選手やスタッフを称え、周囲のサポートに感謝したクラブ代表、島田慎二の挨拶を紹介したい。

「千葉ジェッツがわずか6年でここまで成長して、企業チームも含めて打ちのめすことができたのは感無量です。これも選手やチームスタッフが頑張ったのはもちろんですが、優勝するとしたら総合力が付かないとできないと思っていました。観客が多い、良い選手が揃っている、良いコーチングスタッフがいる、経営もしっかりしている……。さらにいろんなサポートもあって、それで優勝できると信じて一つひとつやってきました。まだ道の半ばだと思っていましたが、チームが頑張って優勝してくれました」

「天皇杯92年の歴史の中で、プロチームが優勝したのは初めて。これはジェッツらしいなと思います。今までは私もバスケット界で生意気なことを言って、アジャストしようとやってきて、成績が付いてこなくて苦労したこともありましたが、たった6年でチャンピオンになれて、苦労はすべて忘れました」

「今後はリーグ優勝、2冠に向けて緩むことなく、バスケット界を引っ張っていけるビッグクラブになれるように私も頑張っていきますし、チームとともに戦っていきたいと思います」

「こういう雰囲気を作ってくれた今日来ていただいた皆さん、ここにはいらっしゃいませんがブースターの方々、メディアの皆さま、チアのみんなと選手とスタッフ、みんなの力があって今日の栄冠を勝ち取れたと思います。引き続き頑張ります」

クラブ創設、2011年のbjリーグ参入からチームは様々な困難に見舞われた。NBL時代には20連敗を喫したこともある。着実な努力を積み重ね、地域密着と観客動員、そして経営の優等生にはなったが、プロクラブとして成績がついてこなかった。今日で悲願の初タイトル獲得となった。
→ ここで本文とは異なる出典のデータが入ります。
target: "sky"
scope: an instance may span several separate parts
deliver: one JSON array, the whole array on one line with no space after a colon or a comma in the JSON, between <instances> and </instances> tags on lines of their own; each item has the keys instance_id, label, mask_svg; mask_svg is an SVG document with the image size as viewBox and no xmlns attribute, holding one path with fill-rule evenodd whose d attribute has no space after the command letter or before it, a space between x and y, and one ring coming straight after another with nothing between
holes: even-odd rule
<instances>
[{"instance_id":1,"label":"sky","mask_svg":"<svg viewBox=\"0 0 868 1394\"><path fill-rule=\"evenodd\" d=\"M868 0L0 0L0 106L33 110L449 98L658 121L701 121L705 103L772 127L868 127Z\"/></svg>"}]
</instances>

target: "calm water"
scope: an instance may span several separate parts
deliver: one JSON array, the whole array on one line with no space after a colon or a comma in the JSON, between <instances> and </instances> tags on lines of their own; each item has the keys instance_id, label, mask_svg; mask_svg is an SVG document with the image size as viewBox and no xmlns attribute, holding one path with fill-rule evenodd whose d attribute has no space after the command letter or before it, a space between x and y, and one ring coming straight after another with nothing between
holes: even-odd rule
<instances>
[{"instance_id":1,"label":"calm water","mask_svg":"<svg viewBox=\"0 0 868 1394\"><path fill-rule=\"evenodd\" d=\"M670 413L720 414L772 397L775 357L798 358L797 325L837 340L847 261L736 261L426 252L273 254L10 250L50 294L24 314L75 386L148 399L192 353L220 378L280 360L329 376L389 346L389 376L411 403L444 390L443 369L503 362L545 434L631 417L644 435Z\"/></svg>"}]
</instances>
決勝で勝利の立役者となったタイラー・ストーンによる『恒例』の万歳三唱で祝勝会はお開きに。島田代表の言葉にもあったように、これからは『追われる立場』となりマークも厳しくなるだろうが、Bリーグ初代王者を目指しての挑戦は続く。明日からまた、ひたむきにバスケットに打ち込む日常がスタートする。